I am, it seems, surrounded by saints, the first one that of course comes to mind is my sister Eleanor who always errs on the side of fairness and has high levels of empathy and compassion. Dorothy, my wilderness responder teacher, she too is up there. And there are, as of late, all the doctors and nurses and behavior specialists who work in emergency rooms all across the country. I met just a few the other day.
Only a handful of individuals get to be nominated for sainthood. And the process is such that you first have to have performed a miracle or two. There is also a 50 year wait to get on the list. This happens after you die. This process takes a long time, the reason being that the powers that be want it known that only the best of the good, better, best are worthy of having the word Saint put before their name.
Me, I’m content with having the abbreviation for Doctor of Philosophy, that is, Ph.D. after my name. Nope, I will not be nominated for sainthood and that’s okay with me.
Today, during Saturday EMT lab, Chris, age 35, a fellow student, talked about his experiences yesterday during his clinical rotation at Mat-Su Regional Hospital.

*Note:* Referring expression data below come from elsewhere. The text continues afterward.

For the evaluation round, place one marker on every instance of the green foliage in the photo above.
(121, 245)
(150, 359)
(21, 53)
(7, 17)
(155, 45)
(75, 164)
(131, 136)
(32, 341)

He said that towards the end of the day he did CPR on a woman who subsequently died. I later asked him if he still wanted to become a doctor and he said yes.
Hearing this, I felt like I did when I ran a marathon with a hill at the 18-mile point. I hit the wall. Right then I realized that I have taken this EMT thing as far as it could go. I have no desire to work on an ambulance crew or work in an emergency room.
I don’t know if Chris is one of those individuals who is destined for sainthood – not everyone who goes into the medical field is – but I suspect he has now discovered his niche.
Now, tomorrow, I have my second emergency room rotation, and I am not looking forward to it. When the saints come marching in, I guess I won’t be in that number.